Dívidas transgeracionais
João Pereira Coutinho, no semanário Expresso:
Quando o assunto é a escravatura, alguém aponta o dedo para o Ocidente. Depois de séculos de vilanias no tráfico de seres humanos, não deve o Ocidente rico “indemnizar” os descendentes dos descendentes de escravos?
Sazonalmente, a conversa regressa. O meu espanto regressa também. Primeiro, porque a ideia de que a culpa passa de geração em geração determinaria, no limite, que todos os povos acabariam necessariamente por pedir contas ao antigo senhorio, um recuo demencial que só terminaria no Paleolítico. Mas sobretudo porque a originalidade do Ocidente não esteve na escravatura; esteve, pelo contrário, na forma determinada como a aboliu. Porque o negócio continua por outras bandas.
(…)
Em África, milhares de seres humanos são capturados anualmente em cenários de guerra e separados de famílias ou comunidades para uma vida de servidão.
E milhões são traficados nas Américas ou na Ásia, sobretudo na Índia, onde 10 milhões (no fundo, a população portuguesa) continuam a pagar “dívidas” transgeracionais em pedreiras e campos de cultivo.
Sim, porque as “dívidas” existem.
E até existem de geração em geração.
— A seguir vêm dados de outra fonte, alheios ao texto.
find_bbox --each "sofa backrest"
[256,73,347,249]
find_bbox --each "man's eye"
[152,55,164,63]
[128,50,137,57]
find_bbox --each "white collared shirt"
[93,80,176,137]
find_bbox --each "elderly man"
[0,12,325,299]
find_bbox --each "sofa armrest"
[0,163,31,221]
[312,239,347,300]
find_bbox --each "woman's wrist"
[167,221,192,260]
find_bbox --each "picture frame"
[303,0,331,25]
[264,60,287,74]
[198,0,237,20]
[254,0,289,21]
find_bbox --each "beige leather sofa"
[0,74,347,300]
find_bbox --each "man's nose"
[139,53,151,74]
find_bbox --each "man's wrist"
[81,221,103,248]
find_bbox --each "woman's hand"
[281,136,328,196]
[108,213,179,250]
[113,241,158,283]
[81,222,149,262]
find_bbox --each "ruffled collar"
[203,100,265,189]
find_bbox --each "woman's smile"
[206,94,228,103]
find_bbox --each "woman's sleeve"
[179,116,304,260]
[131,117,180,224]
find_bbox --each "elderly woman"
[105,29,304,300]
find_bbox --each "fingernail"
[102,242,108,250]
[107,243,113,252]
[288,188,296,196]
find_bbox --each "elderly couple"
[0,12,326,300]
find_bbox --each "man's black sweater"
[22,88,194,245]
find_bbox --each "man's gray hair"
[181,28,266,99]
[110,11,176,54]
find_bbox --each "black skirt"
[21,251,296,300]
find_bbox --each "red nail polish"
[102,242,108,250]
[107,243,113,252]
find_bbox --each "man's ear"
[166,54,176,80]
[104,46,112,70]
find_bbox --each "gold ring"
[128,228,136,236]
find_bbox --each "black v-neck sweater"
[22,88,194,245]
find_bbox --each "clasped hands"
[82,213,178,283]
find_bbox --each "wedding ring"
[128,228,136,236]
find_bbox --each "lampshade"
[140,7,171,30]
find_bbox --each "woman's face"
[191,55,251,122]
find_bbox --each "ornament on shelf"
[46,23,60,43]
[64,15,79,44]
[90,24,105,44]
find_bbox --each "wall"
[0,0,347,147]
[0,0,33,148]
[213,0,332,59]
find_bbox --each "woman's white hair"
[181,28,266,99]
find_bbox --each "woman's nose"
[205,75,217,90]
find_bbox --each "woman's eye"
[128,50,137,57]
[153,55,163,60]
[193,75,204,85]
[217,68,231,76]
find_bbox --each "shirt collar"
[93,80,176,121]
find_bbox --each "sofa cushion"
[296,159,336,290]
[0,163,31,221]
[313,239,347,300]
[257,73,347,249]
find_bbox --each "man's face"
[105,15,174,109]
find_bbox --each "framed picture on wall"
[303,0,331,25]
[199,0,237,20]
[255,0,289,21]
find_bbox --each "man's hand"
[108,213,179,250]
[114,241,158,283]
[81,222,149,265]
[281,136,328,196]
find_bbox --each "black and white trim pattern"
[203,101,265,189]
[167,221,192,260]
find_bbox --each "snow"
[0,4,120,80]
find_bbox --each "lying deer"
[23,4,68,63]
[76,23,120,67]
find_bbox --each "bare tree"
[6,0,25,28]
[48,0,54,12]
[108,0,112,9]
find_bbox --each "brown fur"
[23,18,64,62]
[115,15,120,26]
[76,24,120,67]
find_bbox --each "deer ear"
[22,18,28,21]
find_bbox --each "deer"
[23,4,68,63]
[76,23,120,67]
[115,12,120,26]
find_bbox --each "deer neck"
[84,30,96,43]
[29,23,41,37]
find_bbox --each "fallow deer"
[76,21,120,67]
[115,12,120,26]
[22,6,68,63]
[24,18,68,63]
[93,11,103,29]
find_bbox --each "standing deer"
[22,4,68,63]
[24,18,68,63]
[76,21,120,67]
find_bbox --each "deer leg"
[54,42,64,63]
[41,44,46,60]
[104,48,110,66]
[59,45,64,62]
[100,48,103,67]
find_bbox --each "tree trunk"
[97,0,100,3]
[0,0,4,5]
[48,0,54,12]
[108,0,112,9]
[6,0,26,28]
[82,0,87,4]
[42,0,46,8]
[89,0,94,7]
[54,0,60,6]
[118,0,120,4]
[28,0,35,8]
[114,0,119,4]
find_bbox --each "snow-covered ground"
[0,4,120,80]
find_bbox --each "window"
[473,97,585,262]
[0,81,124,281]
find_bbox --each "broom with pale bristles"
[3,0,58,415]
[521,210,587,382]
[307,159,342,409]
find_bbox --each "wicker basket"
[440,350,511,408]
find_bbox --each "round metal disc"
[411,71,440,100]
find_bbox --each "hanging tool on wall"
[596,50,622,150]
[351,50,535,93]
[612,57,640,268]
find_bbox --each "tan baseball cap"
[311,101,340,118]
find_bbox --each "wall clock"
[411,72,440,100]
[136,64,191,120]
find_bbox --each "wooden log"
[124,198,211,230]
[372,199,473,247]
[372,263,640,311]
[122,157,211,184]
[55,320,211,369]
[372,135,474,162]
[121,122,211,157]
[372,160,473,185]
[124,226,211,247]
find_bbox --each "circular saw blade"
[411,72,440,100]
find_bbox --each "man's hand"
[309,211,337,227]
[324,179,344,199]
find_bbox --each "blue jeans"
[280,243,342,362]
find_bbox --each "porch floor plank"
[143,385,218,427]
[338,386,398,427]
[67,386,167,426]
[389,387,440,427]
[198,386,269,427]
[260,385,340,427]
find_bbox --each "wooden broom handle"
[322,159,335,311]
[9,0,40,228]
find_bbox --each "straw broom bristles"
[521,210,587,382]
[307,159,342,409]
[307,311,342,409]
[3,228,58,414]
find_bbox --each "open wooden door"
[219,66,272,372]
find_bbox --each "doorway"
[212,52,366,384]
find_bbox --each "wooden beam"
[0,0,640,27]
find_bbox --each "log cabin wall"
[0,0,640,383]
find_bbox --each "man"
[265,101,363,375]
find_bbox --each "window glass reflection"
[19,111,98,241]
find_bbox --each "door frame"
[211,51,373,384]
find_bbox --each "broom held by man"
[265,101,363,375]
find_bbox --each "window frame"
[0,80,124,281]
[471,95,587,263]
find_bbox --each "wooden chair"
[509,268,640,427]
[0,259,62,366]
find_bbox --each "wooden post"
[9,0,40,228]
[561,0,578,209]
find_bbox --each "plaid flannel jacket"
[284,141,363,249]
Mas as patrulhas insistem em olhar para os credores errados.
Bom… tendo em conta as dívidas transgeracionais da Segurança Social, do Serviço Nacional de Saúde e de défices passados (acumulados no valor da Dívida Pública), podemos dizer que em Portugal a escravatura ainda não foi totalmente abolida.
PS: dois anos atrás perguntei se, “moralmente, pode um socialista condenar a comercialização de [empréstimos bancários com responsabilidade ilimitada]?”

JPC está estará correcto, no essencial.
Comentário por nacionalistas — Abril 16, 2008 @ 9:39 am
As indemnizações são devidas quando ainda existe relação directa entre herdeiros e o que está em causa são direitos de propriedade objectivos e não direitos abstractos.
Se alguém hoje aufere da posse de uma propriedade cuja origem pode ser objectivamente ligada a um acto de posse indevida (roubo), os herdeiros da pessoa roubada terão um caso legal-justo.
Não incluo nesta categoria a propriedade sujeita a um honesto homesteading por exemplo por “colonizadores” que não mais fizeram do que tornar produtiva propriedade não usada/ocupada préviamente por habitantes locais.
Mas devem existir muitos casos de posse por meios violentos de expulsão, etc.
Comentário por CN — Abril 16, 2008 @ 12:28 pm
Já agora, as dívidas transgeracionais faziam sentido enquanto a família era a entidade mínima na realidade social. A dívida era da família e os actos de cada (em todos os sentidos) honravam ou oneravam todo o núcleo alargado (que incluia, a propriedade, os servos e criados, os animais, etc).
E assim era devido ás condições precárias de sobrevivência e a dificuldade em preservar o capital (propriedade, etc) em boas condições.
Ainda assim é em locais mais remotos devido a isso mesmo.
Comentário por CN — Abril 16, 2008 @ 12:32 pm
Muito Bem!
Vamos lá conversar sobre escravatura ou então sobre colonização encapotada, nasci Moçambicano mais propriamente em Lourenço Marques, há 41 anos, fui escorraçado do meu país sem me perguntarem se esta era uma opção para mim, sem me perguntarem se queria ser Português ou Moçambicano, tive que ser forçosamente Português, tudo isto tem a haver com descolonização portuguesa. E todo o investimento dos meus pais nesse país? Quem vai pagar tudo aquilo que nos perdemos, quem nos indimnizar por todos os danos. Deixem-se de tretas e tomem como exemplo todo o dinamismo dos ex retornados, porque não me considero como tal, mas simplesmente como um homem que foi obrigado a sair do seu país por questões politicas.